Being transgender probably carries some of the worst labels. We hear things like “Shemale and Tranny, which are connoted with pornography. Currently right wings Christians are waging war against Transgender women with “Bathroom Bills”. They want people to believe we are pedophiles and predators. Others think we perverted and are really men that just want to wear dresses. The negative labels of being Transgender can be oppressive and is often the cause of manic depression and suicide.

Ask yourself the question, why would anyone chose to be transgender when the result was hatred, loss of family and friends and blatant discrimination. I don’t think you would find too many people willing to make this choice. If you were to ask people that push negative beliefs about transgender people, if they had ever met or sat down to talk with a transgender person, they would say no.

Being a recovering alcoholic always has negative connotations. People see us as drunks or people that can’t control our drinking. No, I shouldn’t have started drinking; however I had this noise from Gender Dysphoria and anger from the abuse. I wonder how many people would have dealt with these issues without alcohol. I look back and can see the beginnings of my Bipolar issues early in my adult life.

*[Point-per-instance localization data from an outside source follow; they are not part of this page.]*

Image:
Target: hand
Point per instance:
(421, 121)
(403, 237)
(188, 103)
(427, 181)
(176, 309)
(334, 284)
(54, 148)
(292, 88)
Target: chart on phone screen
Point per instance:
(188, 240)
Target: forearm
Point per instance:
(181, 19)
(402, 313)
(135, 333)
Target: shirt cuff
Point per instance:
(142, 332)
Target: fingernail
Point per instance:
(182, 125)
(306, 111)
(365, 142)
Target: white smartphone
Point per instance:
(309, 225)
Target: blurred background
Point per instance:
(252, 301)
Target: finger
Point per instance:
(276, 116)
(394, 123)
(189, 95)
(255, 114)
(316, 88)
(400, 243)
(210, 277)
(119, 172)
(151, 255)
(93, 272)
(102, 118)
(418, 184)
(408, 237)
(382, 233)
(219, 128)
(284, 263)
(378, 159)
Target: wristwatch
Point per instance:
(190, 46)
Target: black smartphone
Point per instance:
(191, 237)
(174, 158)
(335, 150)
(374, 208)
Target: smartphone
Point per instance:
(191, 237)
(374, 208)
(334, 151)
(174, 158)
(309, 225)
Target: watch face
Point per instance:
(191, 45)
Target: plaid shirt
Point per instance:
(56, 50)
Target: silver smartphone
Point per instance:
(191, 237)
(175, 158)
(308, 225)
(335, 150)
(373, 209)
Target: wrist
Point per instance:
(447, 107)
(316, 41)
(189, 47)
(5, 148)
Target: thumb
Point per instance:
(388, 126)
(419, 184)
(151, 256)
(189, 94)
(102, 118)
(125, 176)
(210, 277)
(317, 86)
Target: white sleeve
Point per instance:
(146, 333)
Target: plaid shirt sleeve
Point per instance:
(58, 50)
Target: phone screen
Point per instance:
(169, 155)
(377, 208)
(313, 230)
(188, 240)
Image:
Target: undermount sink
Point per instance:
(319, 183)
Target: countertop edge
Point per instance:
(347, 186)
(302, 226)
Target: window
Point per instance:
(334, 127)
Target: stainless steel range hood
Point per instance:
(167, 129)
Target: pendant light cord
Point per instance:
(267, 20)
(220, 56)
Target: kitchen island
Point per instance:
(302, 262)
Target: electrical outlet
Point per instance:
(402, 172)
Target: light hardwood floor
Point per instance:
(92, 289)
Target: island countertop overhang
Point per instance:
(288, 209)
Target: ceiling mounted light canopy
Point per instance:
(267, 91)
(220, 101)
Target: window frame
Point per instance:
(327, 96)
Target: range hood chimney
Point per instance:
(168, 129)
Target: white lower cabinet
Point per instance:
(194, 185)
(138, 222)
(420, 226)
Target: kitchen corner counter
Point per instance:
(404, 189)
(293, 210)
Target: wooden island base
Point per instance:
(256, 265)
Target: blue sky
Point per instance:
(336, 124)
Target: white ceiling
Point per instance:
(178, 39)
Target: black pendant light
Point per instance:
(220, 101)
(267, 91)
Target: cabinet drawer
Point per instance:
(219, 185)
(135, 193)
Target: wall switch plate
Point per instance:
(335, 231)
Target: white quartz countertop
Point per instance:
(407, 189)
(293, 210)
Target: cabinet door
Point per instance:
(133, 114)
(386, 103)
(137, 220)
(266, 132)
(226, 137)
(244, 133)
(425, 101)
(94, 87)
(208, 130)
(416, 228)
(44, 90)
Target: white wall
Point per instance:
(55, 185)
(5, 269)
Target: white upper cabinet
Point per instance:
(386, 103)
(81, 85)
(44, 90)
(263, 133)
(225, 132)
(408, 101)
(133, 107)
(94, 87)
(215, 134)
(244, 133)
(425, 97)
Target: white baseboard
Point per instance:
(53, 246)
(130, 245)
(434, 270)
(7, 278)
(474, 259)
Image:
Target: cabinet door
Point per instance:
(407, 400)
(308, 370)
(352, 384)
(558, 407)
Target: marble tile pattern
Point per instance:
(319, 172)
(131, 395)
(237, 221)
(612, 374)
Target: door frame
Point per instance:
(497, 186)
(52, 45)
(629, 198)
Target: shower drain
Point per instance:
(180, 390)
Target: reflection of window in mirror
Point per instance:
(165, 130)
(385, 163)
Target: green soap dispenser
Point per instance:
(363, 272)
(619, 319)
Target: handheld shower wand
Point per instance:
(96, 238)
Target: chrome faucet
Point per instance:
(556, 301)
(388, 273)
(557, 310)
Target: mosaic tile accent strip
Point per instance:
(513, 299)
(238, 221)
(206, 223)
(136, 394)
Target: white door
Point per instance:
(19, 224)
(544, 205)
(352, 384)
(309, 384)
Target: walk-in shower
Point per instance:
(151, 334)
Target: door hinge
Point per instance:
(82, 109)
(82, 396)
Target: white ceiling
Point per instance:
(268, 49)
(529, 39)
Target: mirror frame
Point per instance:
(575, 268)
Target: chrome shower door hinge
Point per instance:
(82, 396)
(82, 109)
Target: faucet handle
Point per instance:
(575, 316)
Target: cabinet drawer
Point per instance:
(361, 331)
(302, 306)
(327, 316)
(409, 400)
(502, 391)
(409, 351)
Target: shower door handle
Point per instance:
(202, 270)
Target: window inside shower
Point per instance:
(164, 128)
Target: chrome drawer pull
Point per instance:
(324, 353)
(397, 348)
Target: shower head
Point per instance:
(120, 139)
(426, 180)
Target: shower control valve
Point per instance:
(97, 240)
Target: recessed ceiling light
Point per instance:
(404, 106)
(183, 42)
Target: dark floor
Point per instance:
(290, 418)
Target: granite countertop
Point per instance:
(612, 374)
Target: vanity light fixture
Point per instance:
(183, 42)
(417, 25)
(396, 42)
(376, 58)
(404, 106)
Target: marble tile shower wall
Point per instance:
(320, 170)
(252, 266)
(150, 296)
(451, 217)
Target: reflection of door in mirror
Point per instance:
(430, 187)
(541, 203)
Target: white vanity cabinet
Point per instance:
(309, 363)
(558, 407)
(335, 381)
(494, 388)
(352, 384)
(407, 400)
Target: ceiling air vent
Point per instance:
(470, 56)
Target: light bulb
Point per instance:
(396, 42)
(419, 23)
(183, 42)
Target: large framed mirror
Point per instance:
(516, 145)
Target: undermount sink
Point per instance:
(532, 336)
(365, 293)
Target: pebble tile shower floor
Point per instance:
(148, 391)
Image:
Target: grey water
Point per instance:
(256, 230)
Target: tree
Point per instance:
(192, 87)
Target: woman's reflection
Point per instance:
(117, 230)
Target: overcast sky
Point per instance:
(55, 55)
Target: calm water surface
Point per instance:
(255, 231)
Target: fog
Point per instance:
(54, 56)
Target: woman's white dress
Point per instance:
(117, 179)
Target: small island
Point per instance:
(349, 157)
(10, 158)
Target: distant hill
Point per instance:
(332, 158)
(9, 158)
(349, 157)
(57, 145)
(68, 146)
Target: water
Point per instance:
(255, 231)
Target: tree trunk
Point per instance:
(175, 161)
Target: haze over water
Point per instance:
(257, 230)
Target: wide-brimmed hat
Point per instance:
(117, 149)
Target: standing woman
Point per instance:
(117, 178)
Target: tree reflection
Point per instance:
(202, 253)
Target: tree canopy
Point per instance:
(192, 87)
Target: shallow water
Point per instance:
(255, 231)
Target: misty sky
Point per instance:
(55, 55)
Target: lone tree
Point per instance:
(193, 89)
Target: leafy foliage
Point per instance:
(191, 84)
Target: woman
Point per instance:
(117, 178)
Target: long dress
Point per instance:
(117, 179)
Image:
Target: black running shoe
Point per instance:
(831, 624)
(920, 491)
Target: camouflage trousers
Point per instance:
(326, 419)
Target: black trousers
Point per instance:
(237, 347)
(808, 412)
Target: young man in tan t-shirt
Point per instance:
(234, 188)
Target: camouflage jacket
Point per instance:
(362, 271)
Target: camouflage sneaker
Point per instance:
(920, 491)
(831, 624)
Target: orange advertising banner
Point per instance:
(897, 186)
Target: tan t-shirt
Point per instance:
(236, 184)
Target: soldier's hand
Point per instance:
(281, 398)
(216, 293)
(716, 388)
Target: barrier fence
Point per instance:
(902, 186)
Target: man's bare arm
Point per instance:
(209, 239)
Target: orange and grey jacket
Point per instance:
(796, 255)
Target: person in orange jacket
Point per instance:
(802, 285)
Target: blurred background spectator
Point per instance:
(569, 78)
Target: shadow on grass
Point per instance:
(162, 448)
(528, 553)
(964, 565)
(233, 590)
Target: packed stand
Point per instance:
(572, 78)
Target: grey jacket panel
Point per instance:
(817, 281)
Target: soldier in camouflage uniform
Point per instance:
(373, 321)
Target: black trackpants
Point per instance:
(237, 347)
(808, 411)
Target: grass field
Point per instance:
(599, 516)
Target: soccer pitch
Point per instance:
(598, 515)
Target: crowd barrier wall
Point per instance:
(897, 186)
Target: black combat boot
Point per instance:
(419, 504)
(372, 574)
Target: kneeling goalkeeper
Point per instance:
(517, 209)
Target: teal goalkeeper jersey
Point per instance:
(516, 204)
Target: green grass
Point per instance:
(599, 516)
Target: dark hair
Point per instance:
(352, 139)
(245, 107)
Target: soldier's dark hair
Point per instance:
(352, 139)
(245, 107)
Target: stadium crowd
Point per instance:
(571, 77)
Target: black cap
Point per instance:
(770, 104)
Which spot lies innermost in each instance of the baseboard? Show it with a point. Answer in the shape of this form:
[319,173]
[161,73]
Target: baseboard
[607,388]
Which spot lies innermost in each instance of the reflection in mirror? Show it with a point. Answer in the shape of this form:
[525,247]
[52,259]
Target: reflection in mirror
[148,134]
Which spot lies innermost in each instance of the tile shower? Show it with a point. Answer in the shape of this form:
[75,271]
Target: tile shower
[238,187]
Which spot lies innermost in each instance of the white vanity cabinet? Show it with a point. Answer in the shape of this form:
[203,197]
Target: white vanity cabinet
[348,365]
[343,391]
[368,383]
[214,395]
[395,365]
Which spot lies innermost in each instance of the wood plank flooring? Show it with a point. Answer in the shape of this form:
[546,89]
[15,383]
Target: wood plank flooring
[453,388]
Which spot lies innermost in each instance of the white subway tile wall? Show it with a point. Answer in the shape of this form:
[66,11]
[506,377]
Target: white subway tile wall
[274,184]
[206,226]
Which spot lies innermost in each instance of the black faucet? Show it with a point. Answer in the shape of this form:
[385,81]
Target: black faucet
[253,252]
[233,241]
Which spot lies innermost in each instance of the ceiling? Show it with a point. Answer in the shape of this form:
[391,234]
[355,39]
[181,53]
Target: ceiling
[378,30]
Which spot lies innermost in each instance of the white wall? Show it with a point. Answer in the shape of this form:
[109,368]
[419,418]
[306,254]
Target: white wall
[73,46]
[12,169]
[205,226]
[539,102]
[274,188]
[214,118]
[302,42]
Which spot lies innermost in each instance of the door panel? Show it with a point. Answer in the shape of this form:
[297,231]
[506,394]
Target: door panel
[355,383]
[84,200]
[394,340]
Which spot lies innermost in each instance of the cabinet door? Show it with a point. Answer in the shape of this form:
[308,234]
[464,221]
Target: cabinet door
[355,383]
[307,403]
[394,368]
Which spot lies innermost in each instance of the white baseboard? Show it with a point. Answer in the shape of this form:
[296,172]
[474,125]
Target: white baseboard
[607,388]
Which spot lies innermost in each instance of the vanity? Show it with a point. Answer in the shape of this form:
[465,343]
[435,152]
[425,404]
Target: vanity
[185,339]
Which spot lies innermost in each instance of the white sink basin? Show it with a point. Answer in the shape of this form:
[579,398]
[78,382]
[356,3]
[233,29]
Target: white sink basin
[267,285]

Having a mental illness like being bipolar is where Stigma can be overwhelming. When you look at movies or television shows the person with mental illness are seen as abnormal. I saw a show where a young woman was violent and destructive and her condition was Bipolar Disorder. The viewers were led to believe bipolar people are out of control. I recently read an amazing book and the husband was articulate, gifted and talented. Yet he committed suicide because of his bipolar condition. Yes he destroyed everything, his business, marriage and family. His life was like the classic Shakespearian tragedy. I have the same bipolar condition he had and telling people that I have Dysphoric Mania is difficult. Do I want to be painted like the Bipolar characters in this book or movies?

You have to understand telling people are risky and can lead to marginalization. Add the fact I have been suicidal and the negative labels can be impossible to live with. Like this real life Shakespearian character I have left wreckage in my path. This includes alcoholism and suicide attempts.

People do not understand mental illness can be difficult and having someone shine a light on you is not welcome at times. I do not want to be seen as some sort of freak show character. For so many years I did not want to admit to myself that I had a mental illness. Yes I was on anti-depressants and accepted I was dealing with depression; however I thought it was the “garden variety” depression. I never wanted to admit I had serious issues, and only was ready when things got bad recently.

Using the word Stigma with regards to any of the issues above perpetuates negative connotations and creates depression and isolation. We must work hard to eliminate this word and the negative label if we want acceptance.